There is also a PR and marketing element the women say is missing from their game, and it’s a habitual issue.
“There are a number of times when we travel to different areas and people don’t even know that the U.S. National Team is there, the U.S. Women’s Olympic Team is there, because nothing was made of it,” Knight says. “I think another example would be our 2014 Olympic jersey unveil. None of the women were invited, but the entire men’s team was. In addition to that, the gold medal counts were supposed to be on the inside collar of the jersey, and they left out the 1998 women’s Olympic gold medals in that as well. There are a lot of little injustices that have happened along the way that add up and have compounded to a bigger factor.”
“Another thing is, our Under-18 team has won five World Championships since it started in ‘08,” says Jocelyne Lamoureux-Davidson, an 18-time member of the roster and Monique’s twin. “And not one of those girls have gotten a World Championship ring. That might be something small, but it's significant when these things are consistent. The boys’ hockey teams, they get rings every time there’s a championship, a couple of months after they win. If the senior women's team gets a ring—if we do—it's a couple years late. It just goes to show, oh sorry, we forgot about you, here's your ring from two years ago.
“That's just the culture of how it is and it's not right and it's 2017 and it needs to change.”
It’s not the first time the women’s team has aimed for equality. In 2000, the team hired lawyers; it found itself locked out of training facilities. USA Hockey went so far as to say it will ice a team for the World Championships, despite the entire roster pool and U-18 teams being part of the boycott, a notion that Knight shruggs off.
“Good luck,” she says with a laugh. “If I’m Hockey Canada or the Russian Hockey Team or Team Finland or whoever it may be, I’m upset. I’m angry. I want to play the No. 1. And I think that’s what’s really cool about the sport of hockey is these rivalries are so well-respected. You want your opponents to be at their very best. And putting together a team that’s going to be last minute, people who haven’t been training at the same level we’ve been training at, don’t have the same chemistry, don’t have the same skill sets, I say good luck. And it’s going to be a travesty for the hockey fans, for the friends and the families and the opponents who have to play a team that didn’t qualify to be there.”

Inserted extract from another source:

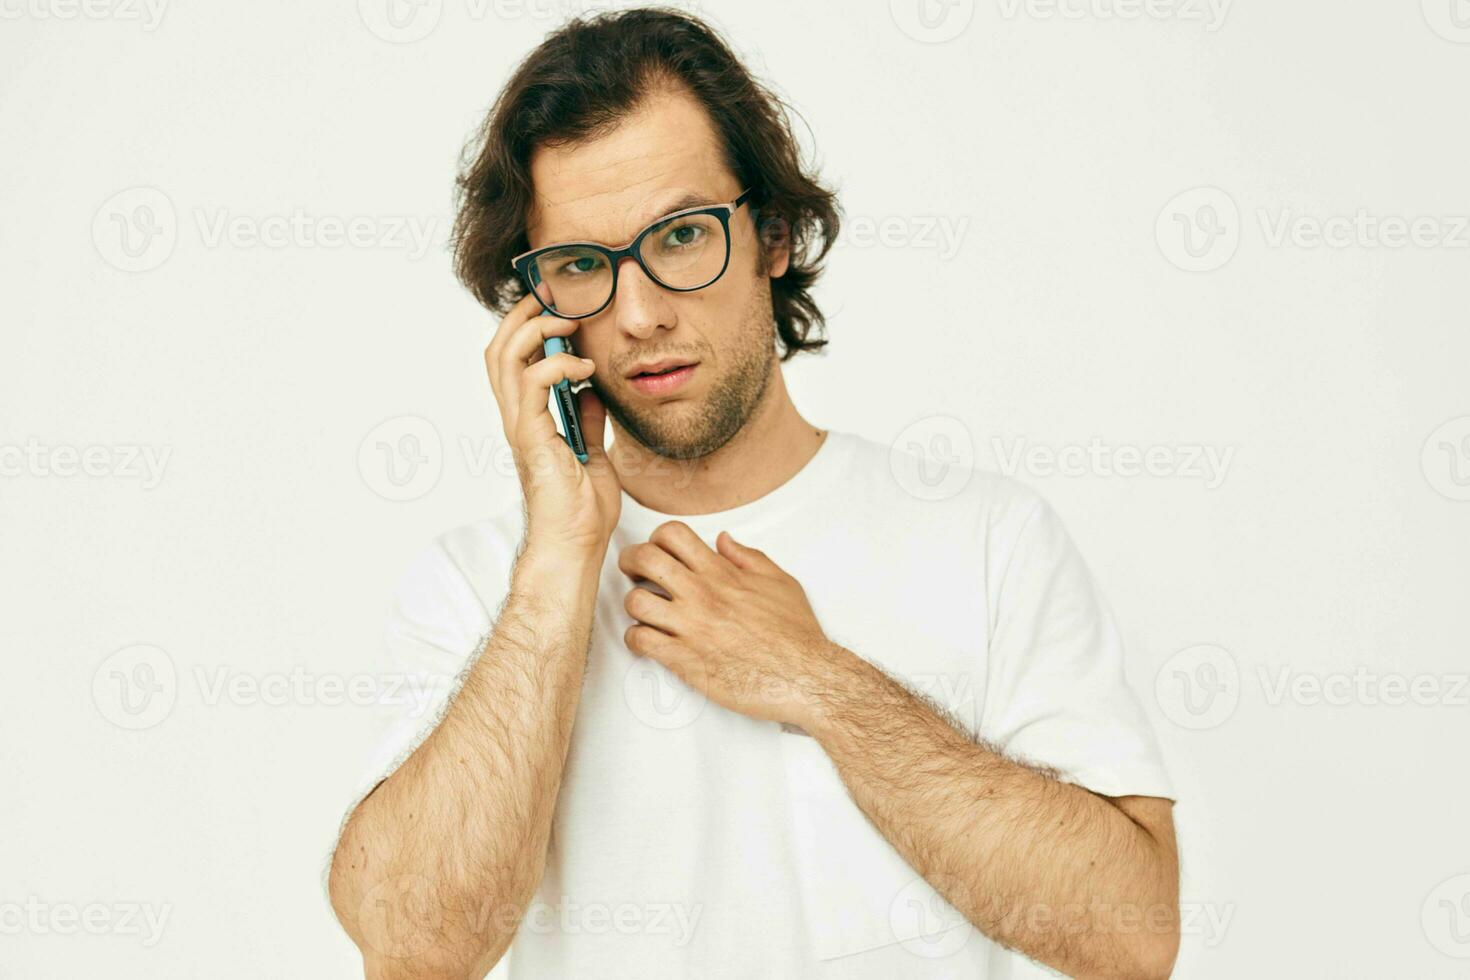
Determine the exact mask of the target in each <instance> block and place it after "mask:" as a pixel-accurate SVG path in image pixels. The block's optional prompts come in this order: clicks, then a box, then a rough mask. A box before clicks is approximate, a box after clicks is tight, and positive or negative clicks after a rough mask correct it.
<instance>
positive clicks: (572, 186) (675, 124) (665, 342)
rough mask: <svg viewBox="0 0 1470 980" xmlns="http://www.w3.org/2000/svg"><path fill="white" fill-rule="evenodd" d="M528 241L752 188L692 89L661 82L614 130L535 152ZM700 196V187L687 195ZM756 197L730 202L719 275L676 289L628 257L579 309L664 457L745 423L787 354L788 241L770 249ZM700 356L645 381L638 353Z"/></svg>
mask: <svg viewBox="0 0 1470 980" xmlns="http://www.w3.org/2000/svg"><path fill="white" fill-rule="evenodd" d="M531 179H532V185H534V188H535V194H534V201H532V209H531V215H529V220H528V232H529V238H531V247H532V248H539V247H542V245H550V244H556V242H562V241H595V242H600V244H604V245H612V247H616V245H623V244H626V242H628V241H631V239H632V238H634V237H635V235H637V234H638V232H639V231H642V229H644V228H647V226H648V225H650V223H651V222H654V220H656V219H659V217H663V216H664V215H667V213H670V212H675V210H682V209H684V207H698V206H703V204H726V203H729V201H734V200H735V198H736V197H738V195H739V192H741V191H744V190H745V188H742V187H739V184H738V182H736V179H735V176H734V175H732V173H731V170H729V167H728V166H726V163H725V157H723V150H722V147H720V141H719V135H717V134H716V132H714V128H713V125H711V122H710V119H709V115H707V113H706V112H704V109H703V106H700V104H698V101H695V100H694V97H692V96H689V94H686V93H684V91H676V90H657V91H654V93H651V94H650V96H648V97H647V98H644V101H642V103H641V104H639V106H638V107H637V109H635V110H634V112H632V113H629V115H628V116H625V118H623V119H622V122H620V123H619V125H617V128H616V129H613V131H612V132H610V134H607V135H604V137H600V138H597V140H591V141H587V143H579V144H576V145H567V147H542V148H538V150H537V151H535V154H534V156H532V159H531ZM689 198H694V200H689ZM757 244H759V242H757V235H756V229H754V222H753V220H751V210H750V206H748V203H747V206H744V207H741V209H739V210H736V212H735V213H734V215H732V216H731V260H729V267H728V269H726V270H725V275H723V276H720V279H719V281H717V282H714V284H713V285H710V287H706V288H704V289H698V291H695V292H672V291H669V289H664V288H663V287H660V285H659V284H657V282H654V281H653V279H650V278H648V276H647V275H645V273H644V270H642V269H639V267H638V263H637V262H634V260H632V259H623V260H622V264H620V267H619V270H617V291H616V292H614V295H613V301H612V304H609V307H607V309H604V310H603V311H601V313H598V314H597V316H589V317H587V319H584V320H579V326H578V331H576V334H575V335H573V344H575V345H576V351H578V353H579V354H582V356H584V357H591V359H592V361H594V363H595V364H597V372H595V375H594V376H592V386H594V389H595V391H597V394H598V395H600V397H601V400H603V404H604V406H607V413H609V416H612V419H613V420H614V422H616V423H617V425H620V426H622V428H623V429H625V430H626V432H628V433H629V435H631V436H632V438H635V439H637V441H638V442H641V444H642V445H645V447H648V450H651V451H653V453H657V454H659V455H663V457H667V458H679V460H691V458H698V457H701V455H707V454H710V453H713V451H714V450H717V448H720V447H722V445H725V444H726V442H728V441H729V439H731V436H734V435H735V433H736V432H739V429H741V426H744V425H745V422H747V420H748V419H750V416H751V414H753V413H754V411H756V407H757V406H759V404H760V401H761V397H763V395H764V392H766V386H767V383H769V381H770V373H772V372H773V370H775V366H776V356H775V331H773V320H772V307H770V279H772V278H775V276H781V275H782V273H785V270H786V260H788V254H786V251H785V250H779V251H769V253H767V262H766V263H764V266H763V264H761V263H760V254H759V250H757ZM664 359H670V360H678V361H689V363H694V369H692V370H691V372H689V375H688V378H686V379H685V381H684V382H682V383H679V385H678V386H675V388H672V389H661V391H660V389H659V386H657V383H654V382H648V381H645V382H635V381H634V379H632V378H631V375H634V373H637V372H638V366H639V364H644V363H648V361H657V360H664Z"/></svg>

Don’t take that to mean the women don’t want to play—it’s just the opposite. Spurring them on is the overwhelming support they received in the hours after announcing their boycott. Former Canadian National Team member Cassie Campbell lent her voice to the fight, as did several current and former members of the U.S. Women’s soccer team, which has experienced its own fight for equality recently.
“The support that we've gotten, not just from Americans,” Duggan says. “It’s been from the U.S., Canada, I’ve talked to some Europeans, it transcends just our team. It’s not just a women's hockey thing, it's a women's sports. It's not just a USA Hockey thing; I think it's an IIHF problem, too. There's a global issue with hockey, with sports, and it needs to change.”
For the U.S. women, it’s been a long day, a longer year, and a reminder of just how far is left to go.
“It’s been a long time and I feel like we’re finally getting everything out in the open,” Knight says. “We’ve dealt with a lot behind closed doors. Now, I think we’re really going to change the way this is done and change the world.”